Na Quinta-Feira Santa há duas cenas distintas e muito bem definidas. Em uma delas, Nosso Senhor lava os pés aos Apóstolos; na outra, oferece o Sacrifício do Seu Corpo e Sangue sob as espécies do Pão e do Vinho. Na primeira delas proclama o mandamento do serviço; na segunda, institui o sacerdócio ministerial. Parece bastante óbvio que os destinatários de ambas as mensagens não são os mesmos: embora apenas os sacerdotes ordenados tenham o poder de oferecer o Santo Sacrifício da Missa, é a todos os cristãos que se estende o mandato do serviço expresso no «também vós deveis lavar-vos os pés uns aos outros». Na mesma Noite, em seus dois momentos distintos, os Apóstolos estão representando parcelas diferentes do povo de Deus. À Mesa, enquanto convivas que recebem o Pão e o Vinho das mãos do Divino Redentor, fazem as vezes dos sacerdotes ordenados; mas enquanto servidos por Cristo que, toalha à cintura, lava-lhes os pés, representam a totalidade dos cristãos. Apenas os sacerdotes têm o poder e o dever de celebrar a Missa; mas o mandatum da Caridade, têm-no todos os católicos — homens e mulheres, velhos e jovens, doentes e sãos, leigos, clérigos e religiosos — e não apenas os sacerdotes ordenados. Sob essa ótica, a separação dos dois momentos antes distingue que confunde os papéis.

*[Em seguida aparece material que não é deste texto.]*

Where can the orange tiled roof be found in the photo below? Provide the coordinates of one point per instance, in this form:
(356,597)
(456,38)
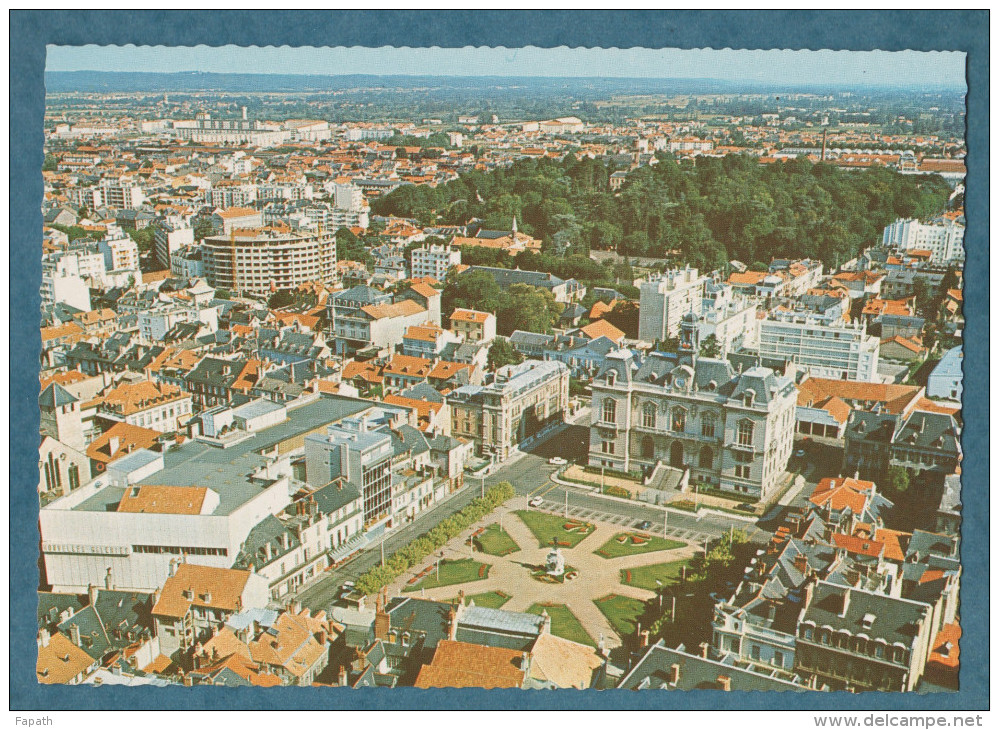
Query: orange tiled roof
(469,315)
(602,328)
(445,370)
(217,588)
(458,664)
(61,661)
(414,367)
(130,438)
(840,493)
(129,398)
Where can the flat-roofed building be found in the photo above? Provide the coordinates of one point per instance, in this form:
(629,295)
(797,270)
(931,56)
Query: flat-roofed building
(519,402)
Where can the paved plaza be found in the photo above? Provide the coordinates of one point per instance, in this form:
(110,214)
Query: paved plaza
(511,574)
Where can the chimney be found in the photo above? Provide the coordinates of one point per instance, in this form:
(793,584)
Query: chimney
(846,603)
(801,564)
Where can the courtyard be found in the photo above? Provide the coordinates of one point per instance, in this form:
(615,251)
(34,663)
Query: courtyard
(615,572)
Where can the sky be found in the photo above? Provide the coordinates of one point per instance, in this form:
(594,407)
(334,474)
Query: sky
(879,68)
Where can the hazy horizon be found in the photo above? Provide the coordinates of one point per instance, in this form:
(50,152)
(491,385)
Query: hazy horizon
(785,67)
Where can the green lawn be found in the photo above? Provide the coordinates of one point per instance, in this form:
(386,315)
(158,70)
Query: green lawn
(452,572)
(615,548)
(495,541)
(492,599)
(645,576)
(551,528)
(564,622)
(622,612)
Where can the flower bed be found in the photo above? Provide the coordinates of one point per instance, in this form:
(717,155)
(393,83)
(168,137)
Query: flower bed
(632,543)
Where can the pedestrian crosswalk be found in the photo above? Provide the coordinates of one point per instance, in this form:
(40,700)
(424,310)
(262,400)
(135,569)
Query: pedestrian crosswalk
(627,522)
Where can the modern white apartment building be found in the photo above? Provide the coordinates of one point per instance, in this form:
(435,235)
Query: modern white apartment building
(665,298)
(260,261)
(839,351)
(255,133)
(942,237)
(168,236)
(729,316)
(155,322)
(197,501)
(473,326)
(120,252)
(434,261)
(187,262)
(231,194)
(121,194)
(520,401)
(61,286)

Há sem dúvidas a possibilidade de que homens maliciosos empreguem a mudança para tentar rediscutir sentenças definitivas do Magistério da Igreja; cumpre, portanto, desautorizá-los desde já. O Papa pediu que aos fiéis que fossem escolhidos para o Lava-Pés «seja dada uma explicação adequada do significado do próprio rito»; o Decretum que o regulamenta manda também, explicitamente, aos pastores «istruire adeguatamente sia i fedeli prescelti sia gli altri» — instruir adequadamente tanto os fiéis escolhidos quanto os outros. Sejam, portanto, todos devidamente informados. O mandatum caritatis, expresso no Lava-Pés, é coisa distinta do potestas sacerdotalis conferido ao partir do Pão. Tendo o Romano Pontífice distinguido claramente as duas coisas, não seja dada aos lobos a oportunidade de confundir o rebanho do Senhor.